For smallholder farmers, every little bit counts when it comes to how much money they get for their crops. Amos Gichamba, 26, grew up on a dairy farm in central Kenya, where he saw middlemen take advantage of farmers who lacked information about how much they could charge for milk. Rural African farmers often don’t know how much prices should be, which makes them vulnerable to exploitation and loss of income.

Many African cell phone app developers have created cell phone apps for social change. (Photo credit: Bernard Pollack)

In April 2010, Gichamba created a cell phone application, or app, called M-Kulima, which farmers can use to text questions about local dairy markets to a computer database and receive replies. Africa has the highest growth rate in cell phone usage, making this an effective way to connect people to information. According to the International Telecommunication Union, almost 30 percent of Africans have a cell phone subscription, compared to only 5 percent of Africans who use the Internet.

Many African cell phone app developers have created cell phone apps for social change.
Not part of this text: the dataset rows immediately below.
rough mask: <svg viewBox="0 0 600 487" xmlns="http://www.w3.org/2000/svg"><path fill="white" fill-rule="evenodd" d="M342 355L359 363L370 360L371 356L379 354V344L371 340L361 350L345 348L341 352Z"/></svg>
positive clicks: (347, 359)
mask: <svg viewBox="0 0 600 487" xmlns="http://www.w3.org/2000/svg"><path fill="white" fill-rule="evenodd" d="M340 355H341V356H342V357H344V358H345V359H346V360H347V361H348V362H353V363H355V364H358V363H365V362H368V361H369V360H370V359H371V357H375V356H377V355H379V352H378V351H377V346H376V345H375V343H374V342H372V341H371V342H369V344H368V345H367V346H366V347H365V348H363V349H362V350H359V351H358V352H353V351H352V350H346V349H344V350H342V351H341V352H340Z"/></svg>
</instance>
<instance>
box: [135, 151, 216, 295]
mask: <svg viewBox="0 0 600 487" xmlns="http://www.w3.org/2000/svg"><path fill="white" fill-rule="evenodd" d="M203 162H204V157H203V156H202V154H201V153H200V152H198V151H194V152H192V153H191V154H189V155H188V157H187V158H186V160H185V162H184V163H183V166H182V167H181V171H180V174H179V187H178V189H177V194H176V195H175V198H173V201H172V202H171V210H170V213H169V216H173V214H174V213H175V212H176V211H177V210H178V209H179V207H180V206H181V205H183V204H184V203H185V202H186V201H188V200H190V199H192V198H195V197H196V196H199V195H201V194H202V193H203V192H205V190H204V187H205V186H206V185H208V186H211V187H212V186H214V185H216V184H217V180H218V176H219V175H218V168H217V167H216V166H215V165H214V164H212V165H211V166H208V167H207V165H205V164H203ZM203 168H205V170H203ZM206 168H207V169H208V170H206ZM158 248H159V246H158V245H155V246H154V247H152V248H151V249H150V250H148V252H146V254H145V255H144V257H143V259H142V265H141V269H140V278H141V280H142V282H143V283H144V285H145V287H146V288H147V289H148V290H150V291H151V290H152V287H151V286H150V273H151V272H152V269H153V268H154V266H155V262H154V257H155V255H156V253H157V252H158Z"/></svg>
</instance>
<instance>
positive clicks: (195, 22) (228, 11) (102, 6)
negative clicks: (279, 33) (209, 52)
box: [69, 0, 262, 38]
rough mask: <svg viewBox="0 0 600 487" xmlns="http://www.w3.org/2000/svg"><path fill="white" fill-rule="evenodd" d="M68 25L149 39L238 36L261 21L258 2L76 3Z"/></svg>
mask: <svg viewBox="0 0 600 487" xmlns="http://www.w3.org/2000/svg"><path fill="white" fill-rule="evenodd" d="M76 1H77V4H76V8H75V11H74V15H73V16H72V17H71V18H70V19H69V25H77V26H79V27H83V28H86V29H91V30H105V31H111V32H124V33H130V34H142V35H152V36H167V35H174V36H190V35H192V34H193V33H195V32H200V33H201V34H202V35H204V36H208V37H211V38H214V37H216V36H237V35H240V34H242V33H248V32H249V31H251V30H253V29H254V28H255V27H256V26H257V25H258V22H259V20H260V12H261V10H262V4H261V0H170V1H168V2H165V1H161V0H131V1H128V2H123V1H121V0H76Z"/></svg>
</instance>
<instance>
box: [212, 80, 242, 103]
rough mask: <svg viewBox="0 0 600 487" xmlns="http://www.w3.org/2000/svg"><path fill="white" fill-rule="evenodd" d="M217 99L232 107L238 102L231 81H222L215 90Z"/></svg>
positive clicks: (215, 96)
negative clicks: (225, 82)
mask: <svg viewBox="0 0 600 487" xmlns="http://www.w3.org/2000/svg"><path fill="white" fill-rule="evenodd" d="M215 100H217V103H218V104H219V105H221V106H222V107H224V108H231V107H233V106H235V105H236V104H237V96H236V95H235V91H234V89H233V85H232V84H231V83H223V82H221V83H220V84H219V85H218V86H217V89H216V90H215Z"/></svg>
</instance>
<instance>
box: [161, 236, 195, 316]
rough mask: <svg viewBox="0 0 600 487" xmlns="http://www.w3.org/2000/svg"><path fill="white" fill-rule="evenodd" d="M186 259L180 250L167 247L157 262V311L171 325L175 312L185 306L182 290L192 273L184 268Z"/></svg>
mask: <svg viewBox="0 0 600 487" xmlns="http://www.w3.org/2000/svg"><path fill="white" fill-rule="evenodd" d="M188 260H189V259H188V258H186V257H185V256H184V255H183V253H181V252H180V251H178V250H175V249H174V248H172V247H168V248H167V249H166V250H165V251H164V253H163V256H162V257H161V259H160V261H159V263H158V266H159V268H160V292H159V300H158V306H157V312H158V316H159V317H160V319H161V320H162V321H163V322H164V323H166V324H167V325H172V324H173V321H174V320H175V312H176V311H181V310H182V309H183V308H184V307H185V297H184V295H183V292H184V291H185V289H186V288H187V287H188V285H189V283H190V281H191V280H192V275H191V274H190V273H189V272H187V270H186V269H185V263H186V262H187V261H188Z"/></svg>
These apps help people transfer money, get aid after disasters, map their land and farms, and learn market conditions and prices. According to Gichamba, “As Africans, we are the ones who understand Africa the best… We are involved with what’s happening. So, when we are coming up with solutions, we come up with solutions for problems we know.”
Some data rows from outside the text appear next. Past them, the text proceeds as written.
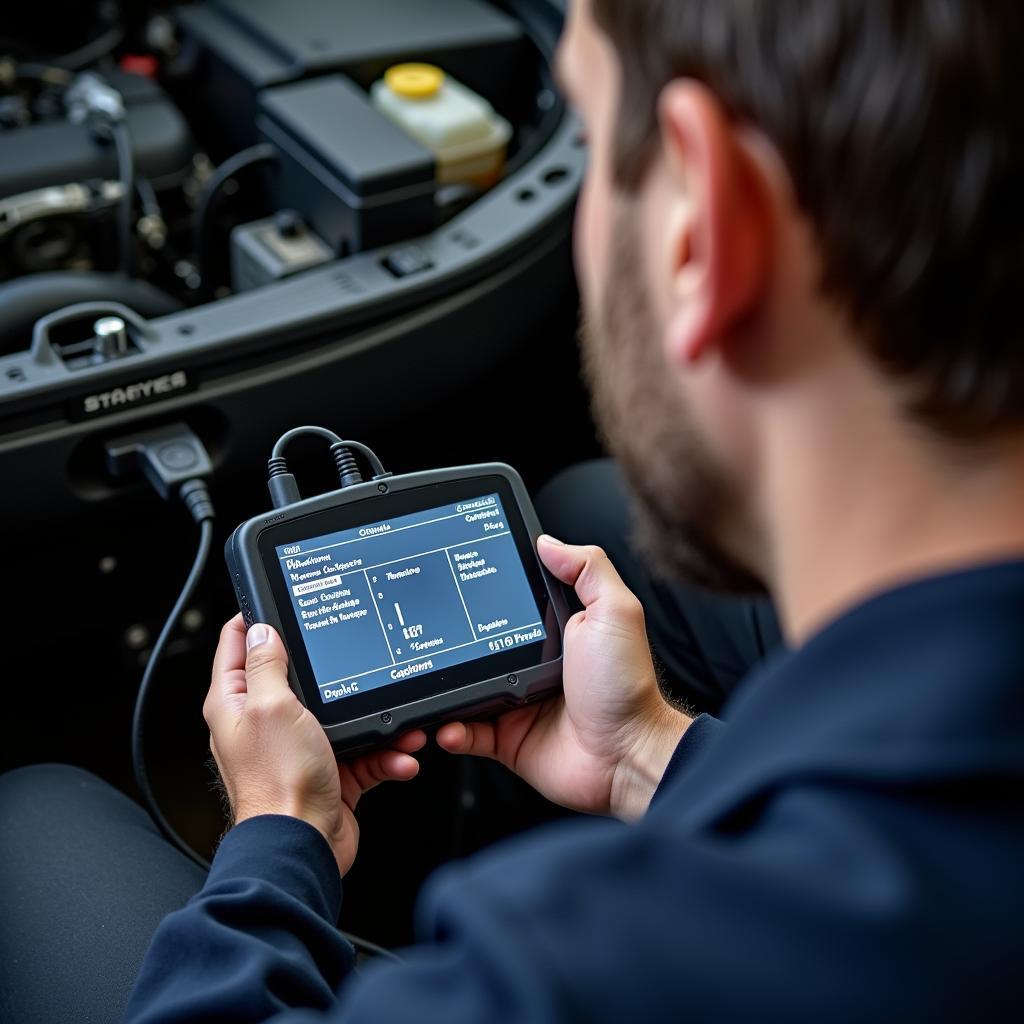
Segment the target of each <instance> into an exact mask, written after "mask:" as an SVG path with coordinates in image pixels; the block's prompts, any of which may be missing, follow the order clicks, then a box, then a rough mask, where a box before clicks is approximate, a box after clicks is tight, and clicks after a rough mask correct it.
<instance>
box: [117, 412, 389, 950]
mask: <svg viewBox="0 0 1024 1024" xmlns="http://www.w3.org/2000/svg"><path fill="white" fill-rule="evenodd" d="M310 429H311V430H312V431H313V432H323V433H331V432H330V431H325V430H323V428H321V427H313V428H310ZM300 432H301V428H300ZM292 433H295V432H294V431H293V432H292ZM333 436H335V437H336V436H337V435H336V434H335V435H333ZM159 489H160V488H158V490H159ZM177 495H178V498H179V499H180V500H181V501H182V502H183V504H184V505H185V507H186V508H187V509H188V512H189V513H190V514H191V517H193V519H195V520H196V522H198V523H199V528H200V538H199V548H198V550H197V551H196V558H195V559H194V561H193V566H191V569H189V571H188V578H187V579H186V580H185V583H184V586H183V587H182V588H181V593H180V594H179V595H178V599H177V600H176V601H175V602H174V607H173V608H171V612H170V614H169V615H168V616H167V620H166V622H165V623H164V626H163V629H162V630H161V631H160V635H159V636H158V637H157V642H156V643H155V644H154V645H153V649H152V650H151V652H150V658H148V660H147V662H146V665H145V670H144V671H143V673H142V681H141V682H140V683H139V687H138V693H137V694H136V697H135V710H134V713H133V714H132V725H131V755H132V768H133V770H134V774H135V784H136V785H137V786H138V791H139V794H140V795H141V797H142V800H143V802H144V803H145V808H146V810H147V811H148V812H150V816H151V817H152V818H153V820H154V822H155V823H156V824H157V826H158V827H159V828H160V830H161V831H162V833H163V834H164V836H165V837H166V838H167V840H168V841H169V842H170V843H171V844H172V845H173V846H175V847H176V848H177V849H178V850H179V851H180V852H181V853H182V854H184V856H186V857H187V858H188V859H189V860H191V861H193V862H194V863H196V864H198V865H199V866H200V867H201V868H203V870H204V871H208V870H209V869H210V861H208V860H207V859H206V858H205V857H203V856H202V855H201V854H199V853H198V852H197V851H196V850H194V849H193V848H191V847H190V846H189V845H188V844H187V843H186V842H185V841H184V840H183V839H182V838H181V836H180V835H179V834H178V831H177V829H176V828H175V827H174V826H173V825H172V824H171V822H170V821H169V820H168V819H167V816H166V815H165V814H164V812H163V811H162V810H161V808H160V804H158V803H157V797H156V794H155V793H154V791H153V786H152V784H151V782H150V775H148V772H147V771H146V768H145V749H144V745H143V736H144V725H145V709H146V701H147V699H148V696H150V690H151V687H152V685H153V680H154V678H155V677H156V675H157V670H158V668H159V667H160V663H161V660H162V659H163V656H164V652H165V650H166V649H167V644H168V642H169V641H170V638H171V636H172V634H173V633H174V630H175V628H176V627H177V624H178V620H179V618H180V617H181V613H182V612H183V611H184V609H185V607H186V606H187V605H188V602H189V601H190V600H191V599H193V596H194V595H195V593H196V589H197V587H198V586H199V582H200V580H201V579H202V578H203V572H204V571H205V569H206V563H207V561H209V558H210V550H211V548H212V546H213V517H214V509H213V501H212V499H211V498H210V492H209V490H208V489H207V486H206V483H205V482H204V481H203V480H202V479H198V478H197V479H193V480H187V481H186V482H184V483H183V484H181V486H180V488H179V489H178V492H177ZM339 931H340V932H341V934H342V935H343V936H344V937H345V938H346V939H347V940H348V941H349V942H351V944H352V945H353V946H354V947H355V949H356V951H358V952H360V953H362V955H364V956H370V957H380V956H383V957H385V958H387V959H394V961H398V959H399V958H400V957H398V956H396V955H395V954H394V953H392V952H390V951H389V950H387V949H384V948H382V947H381V946H379V945H377V944H376V943H374V942H371V941H369V940H368V939H362V938H359V936H357V935H352V934H351V933H350V932H345V931H342V930H341V929H339Z"/></svg>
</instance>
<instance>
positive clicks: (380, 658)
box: [274, 494, 547, 703]
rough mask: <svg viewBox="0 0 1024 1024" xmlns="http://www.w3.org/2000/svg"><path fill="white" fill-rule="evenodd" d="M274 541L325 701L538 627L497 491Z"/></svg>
mask: <svg viewBox="0 0 1024 1024" xmlns="http://www.w3.org/2000/svg"><path fill="white" fill-rule="evenodd" d="M274 553H275V555H276V557H278V560H279V563H280V566H281V571H282V572H283V573H284V577H285V582H286V584H287V585H288V590H289V595H290V598H291V604H292V609H293V611H294V614H295V616H296V620H297V622H298V624H299V629H300V632H301V635H302V639H303V642H304V643H305V647H306V653H307V655H308V658H309V664H310V665H311V666H312V670H313V675H314V676H315V679H316V684H317V686H318V687H319V694H321V699H322V700H323V701H324V702H325V703H330V702H332V701H335V700H340V699H343V698H344V697H347V696H351V695H352V694H355V693H365V692H367V691H369V690H373V689H378V688H380V687H382V686H388V685H390V684H391V683H399V682H406V681H408V680H411V679H414V678H415V677H417V676H421V675H426V674H429V673H433V672H437V671H440V670H443V669H447V668H452V667H453V666H457V665H462V664H464V663H466V662H472V660H475V659H477V658H480V657H487V656H489V655H492V654H496V653H499V652H502V651H506V650H510V649H513V648H515V647H519V646H522V645H525V644H532V643H537V642H538V641H541V640H544V639H545V638H546V637H547V633H546V632H545V629H544V626H543V625H542V621H541V620H542V616H541V612H540V610H539V608H538V605H537V600H536V599H535V597H534V592H532V590H531V588H530V584H529V581H528V579H527V577H526V572H525V569H524V568H523V564H522V561H521V559H520V557H519V551H518V549H517V548H516V544H515V540H514V538H513V536H512V532H511V530H510V528H509V524H508V520H507V518H506V514H505V510H504V508H503V507H502V502H501V499H500V498H499V496H498V495H497V494H489V495H484V496H483V497H480V498H476V499H471V500H468V501H461V502H458V503H456V504H452V505H444V506H440V507H438V508H432V509H428V510H424V511H422V512H415V513H413V514H411V515H401V516H397V517H395V518H393V519H382V520H379V521H376V522H370V523H367V524H366V525H362V526H357V527H353V528H351V529H343V530H339V531H338V532H334V534H328V535H325V536H322V537H314V538H310V539H309V540H308V541H299V542H292V543H289V544H285V545H281V546H279V547H276V548H275V549H274Z"/></svg>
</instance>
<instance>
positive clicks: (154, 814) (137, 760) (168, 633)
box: [131, 485, 213, 870]
mask: <svg viewBox="0 0 1024 1024" xmlns="http://www.w3.org/2000/svg"><path fill="white" fill-rule="evenodd" d="M186 486H187V485H186ZM182 490H184V488H182ZM204 490H205V487H204ZM200 511H203V510H200ZM212 546H213V519H212V507H211V509H210V516H209V517H207V518H203V519H202V520H201V521H200V537H199V549H198V550H197V552H196V558H195V560H194V561H193V567H191V569H190V570H189V572H188V578H187V579H186V580H185V584H184V586H183V587H182V588H181V593H180V594H179V595H178V599H177V601H175V602H174V607H173V608H172V609H171V613H170V614H169V615H168V616H167V621H166V622H165V623H164V628H163V629H162V630H161V631H160V636H159V637H157V642H156V643H155V644H154V645H153V650H152V651H151V652H150V659H148V660H147V662H146V665H145V671H144V672H143V673H142V681H141V683H139V687H138V694H137V695H136V697H135V711H134V714H133V715H132V723H131V757H132V767H133V769H134V772H135V784H136V785H137V786H138V791H139V793H140V794H141V796H142V800H143V801H144V803H145V807H146V810H147V811H148V812H150V816H151V817H152V818H153V820H154V821H155V822H156V823H157V825H158V827H159V828H160V830H161V831H162V833H163V834H164V835H165V836H166V837H167V839H168V840H169V841H170V842H171V843H172V844H173V845H174V846H175V847H177V848H178V849H179V850H180V851H181V852H182V853H183V854H184V855H185V856H186V857H187V858H188V859H189V860H191V861H194V862H195V863H197V864H199V866H200V867H202V868H203V869H204V870H209V869H210V862H209V861H208V860H207V859H206V858H205V857H202V856H201V855H200V854H198V853H197V852H196V851H195V850H194V849H193V848H191V847H190V846H189V845H188V844H187V843H186V842H185V841H184V840H183V839H182V838H181V837H180V836H179V835H178V834H177V831H176V830H175V828H174V826H173V825H172V824H171V823H170V821H168V820H167V817H166V815H165V814H164V812H163V811H162V810H161V809H160V805H159V804H158V803H157V798H156V796H155V794H154V792H153V786H152V785H151V783H150V776H148V773H147V772H146V769H145V751H144V746H143V728H144V725H145V707H146V700H147V698H148V695H150V687H151V685H152V684H153V678H154V676H155V675H156V674H157V669H158V668H159V666H160V663H161V660H162V658H163V656H164V651H165V649H166V648H167V643H168V641H169V640H170V638H171V634H173V632H174V629H175V627H176V626H177V625H178V620H179V618H180V617H181V613H182V611H184V609H185V607H186V606H187V604H188V602H189V601H190V600H191V599H193V596H194V595H195V593H196V588H197V587H198V586H199V582H200V580H201V579H202V575H203V571H204V570H205V569H206V563H207V561H208V560H209V557H210V549H211V547H212Z"/></svg>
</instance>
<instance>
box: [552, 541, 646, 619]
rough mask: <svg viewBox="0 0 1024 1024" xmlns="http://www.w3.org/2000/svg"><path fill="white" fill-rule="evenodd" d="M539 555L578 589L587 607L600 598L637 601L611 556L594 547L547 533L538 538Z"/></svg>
mask: <svg viewBox="0 0 1024 1024" xmlns="http://www.w3.org/2000/svg"><path fill="white" fill-rule="evenodd" d="M537 553H538V554H539V555H540V556H541V561H542V562H544V564H545V565H546V566H547V567H548V569H549V570H550V571H551V572H552V573H553V574H554V575H555V577H557V578H558V579H559V580H561V582H562V583H564V584H567V585H568V586H569V587H574V588H575V592H577V595H578V596H579V598H580V600H581V601H583V604H584V607H585V608H587V607H590V605H592V604H594V603H595V602H596V601H597V600H598V599H604V598H607V599H609V600H616V599H622V600H624V601H625V600H626V599H627V598H633V594H632V592H631V591H630V590H629V588H628V587H627V586H626V584H624V583H623V581H622V578H621V577H620V575H618V573H617V572H616V571H615V567H614V566H613V565H612V564H611V562H610V561H608V556H607V555H606V554H605V553H604V552H603V551H602V550H601V549H600V548H597V547H595V546H594V545H585V546H581V545H575V544H562V542H561V541H556V540H555V539H554V538H553V537H548V536H547V535H546V534H545V535H543V536H542V537H540V538H539V539H538V542H537ZM633 599H634V600H635V598H633Z"/></svg>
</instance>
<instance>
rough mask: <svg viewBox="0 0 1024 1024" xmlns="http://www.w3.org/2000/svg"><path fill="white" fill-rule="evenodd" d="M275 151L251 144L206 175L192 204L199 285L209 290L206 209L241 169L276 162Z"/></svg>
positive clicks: (209, 213)
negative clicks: (198, 195) (207, 176)
mask: <svg viewBox="0 0 1024 1024" xmlns="http://www.w3.org/2000/svg"><path fill="white" fill-rule="evenodd" d="M276 159H278V151H276V150H275V148H274V147H273V146H272V145H270V144H269V143H267V142H261V143H259V144H258V145H251V146H250V147H249V148H248V150H243V151H242V152H241V153H237V154H234V156H232V157H228V158H227V160H225V161H224V162H223V163H222V164H221V165H220V166H219V167H218V168H217V169H216V170H215V171H214V172H213V174H212V175H211V176H210V179H209V180H208V181H207V182H206V184H205V185H204V186H203V191H202V194H201V195H200V198H199V201H198V202H197V204H196V228H195V249H196V266H197V268H198V269H199V274H200V279H201V281H202V282H203V287H204V288H205V289H207V290H208V291H209V288H208V278H209V275H210V270H211V268H210V260H209V255H208V252H207V250H208V248H209V236H210V211H211V209H212V207H213V203H214V201H215V200H216V198H217V195H218V194H219V193H220V189H221V188H223V187H224V185H225V183H226V182H228V181H229V180H230V179H231V178H233V177H234V176H236V175H237V174H240V173H241V172H242V171H246V170H249V169H250V168H253V167H258V166H259V165H260V164H266V163H270V162H271V161H276Z"/></svg>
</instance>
Gichamba first learned about how to spread local knowledge through mobile technology at a Mobile Boot Camp, started by Jessica Colaco, a researcher at Strathmore University in Nairobi, Kenya. She began the boot camp not only to help people who want to become app developers, but also to encourage students to work on local solutions to local problems. She explained to CNN, “People in the environment know exactly what they need.”